8.3 The Supplier shall not be liable for any damage suffered by the Purchaser. Excluded from this exclusion of liability are any damages of the Purchaser which:
8.3.1 are based on an injury to life, body or health which is attributable to a negligent breach of duty on the part of the Supplier or an intentional or negligent breach of duty on the part of one of its legal representatives or vicarious agents,
8.3.2 are to be classified as other damages and are based on a grossly negligent breach of duty on the part of the Supplier or on an intentional or grossly negligent breach of duty on the part of one of its legal representatives or vicarious agents,
8.3.3 arise from the Product Liability Act or
8.3.4 have been caused by a breach of material contractual obligations (so-called cardinal obligations). The supplier shall be liable for damages within the meaning of items 8.3.1 and 8.3.2 in the full amount, and for damages within the meaning of item 8.3.3 in the statutory amount. In the case of damage within the meaning of clause 8.3.4, the Supplier shall be liable within the foreseeable scope typical for the contract; in this case, the Supplier shall be liable in the maximum amount of EUR 2,500.00 and in the case of pure financial loss in the maximum amount of EUR 1,250.00. Insofar as the Supplier is liable for foreseeable damage typical for the contract, its liability for indirect damage and consequential damage shall be excluded.
9.1 The Supplier shall collect and store the Purchaser‘s data necessary for the business transaction.

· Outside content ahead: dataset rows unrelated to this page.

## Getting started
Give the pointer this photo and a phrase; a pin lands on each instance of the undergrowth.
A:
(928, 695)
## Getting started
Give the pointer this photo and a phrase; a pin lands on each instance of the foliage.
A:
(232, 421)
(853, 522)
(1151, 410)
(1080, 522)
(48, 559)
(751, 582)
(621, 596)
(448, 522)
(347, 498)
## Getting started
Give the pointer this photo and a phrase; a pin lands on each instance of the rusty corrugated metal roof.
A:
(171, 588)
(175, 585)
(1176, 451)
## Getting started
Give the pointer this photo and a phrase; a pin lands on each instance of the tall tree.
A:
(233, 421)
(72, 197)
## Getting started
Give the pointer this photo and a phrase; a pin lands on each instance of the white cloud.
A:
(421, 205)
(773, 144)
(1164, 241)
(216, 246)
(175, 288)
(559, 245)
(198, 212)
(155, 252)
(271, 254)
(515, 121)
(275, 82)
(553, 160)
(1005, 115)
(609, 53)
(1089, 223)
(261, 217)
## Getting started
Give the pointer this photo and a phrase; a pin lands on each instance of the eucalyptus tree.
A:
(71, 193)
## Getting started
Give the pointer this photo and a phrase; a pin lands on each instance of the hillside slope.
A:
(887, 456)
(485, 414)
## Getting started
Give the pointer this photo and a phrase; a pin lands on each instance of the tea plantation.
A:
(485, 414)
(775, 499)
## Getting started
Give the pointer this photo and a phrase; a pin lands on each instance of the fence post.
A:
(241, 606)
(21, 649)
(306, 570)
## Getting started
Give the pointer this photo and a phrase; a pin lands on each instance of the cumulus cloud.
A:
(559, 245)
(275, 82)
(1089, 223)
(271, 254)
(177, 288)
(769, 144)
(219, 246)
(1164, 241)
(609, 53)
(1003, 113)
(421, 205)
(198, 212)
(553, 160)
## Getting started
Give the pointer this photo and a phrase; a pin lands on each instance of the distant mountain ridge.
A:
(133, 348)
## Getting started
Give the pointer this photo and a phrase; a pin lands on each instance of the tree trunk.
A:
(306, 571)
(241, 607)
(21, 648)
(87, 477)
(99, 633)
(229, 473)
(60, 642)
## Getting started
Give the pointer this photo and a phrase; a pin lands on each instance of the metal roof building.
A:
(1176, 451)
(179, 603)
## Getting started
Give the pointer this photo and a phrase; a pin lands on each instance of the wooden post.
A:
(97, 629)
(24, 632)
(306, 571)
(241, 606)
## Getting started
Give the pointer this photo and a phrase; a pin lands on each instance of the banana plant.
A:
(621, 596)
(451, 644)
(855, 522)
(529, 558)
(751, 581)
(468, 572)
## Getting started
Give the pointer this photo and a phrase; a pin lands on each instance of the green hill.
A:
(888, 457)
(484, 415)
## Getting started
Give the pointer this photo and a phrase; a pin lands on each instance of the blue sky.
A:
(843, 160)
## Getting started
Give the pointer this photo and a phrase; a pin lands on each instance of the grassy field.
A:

When processing the Purchaser‘s personal data, the Supplier shall comply with the statutory provisions on data protection.
9.2 Upon request, the Customer shall receive information about the data stored about him/her at any time and may object to the further use of data and demand deletion of his/her data.
9.3 Further details can be found in the data protection declaration available in the Supplier‘s online offer (www.wentronic.com).
As the supplier sells batteries and accumulators (or such devices containing batteries and accumulators), he is obliged to provide the following information to the purchaser in accordance with the Battery Act (BattG):
a) Batteries and rechargeable batteries can be returned to the supplier after use or returned free of charge in the immediate vicinity (e.g. in local retail stores or municipal collection points).
b) Batteries and rechargeable batteries must not be disposed of in household waste, but the user is
legally obliged to return used batteries and rechargeable batteries.
c) The symbol of the crossed-out garbage can means that batteries and rechargeable batteries must not be disposed of in household garbage. The symbols below this symbol have the following meanings:
Pb: battery/battery contains lead
Cd: Battery/battery contains cadmium
Hg: battery/battery contains mercury
11.1 The written form requirement shall apply to any amendment, cancellation or supplement to contracts and/or these GTC. This shall also apply to the amendment/cancellation of the written form requirement itself, which may also not be waived in individual cases.
11.2 The place of performance with regard to both the Supplier‘s and the Purchaser‘s obligations shall always be the Supplier‘s registered office (Braunschweig).
11.3 The exclusive place of jurisdiction for any disputes between the Supplier and the Purchaser shall be the registered office of the Supplier (Braunschweig) in cases where the Purchaser is a merchant,
a legal entity under public law or a special fund under public law or the Purchaser has no general place of jurisdiction in the Federal Republic of Germany.
11.4 The law of the Federal Republic of Germany shall always and exclusively apply to all contracts and these GTC, to the exclusion of the UN Convention on Contracts for the International Sale of Goods.
11.5 If one of the contractual provisions agreed between the Supplier and the Purchaser is or becomes void, invalid or unenforceable or does not contain a provision which is necessary in itself, this shall not affect the validity of the remaining provisions of the contract. In place of the void, invalid or
unenforceable provision or in order to fill the gap in the provision, a legally permissible provision shall apply which corresponds as far as possible to what the parties intended or would have intended according to the meaning and purpose of the contract if they had recognized the gap in the provision.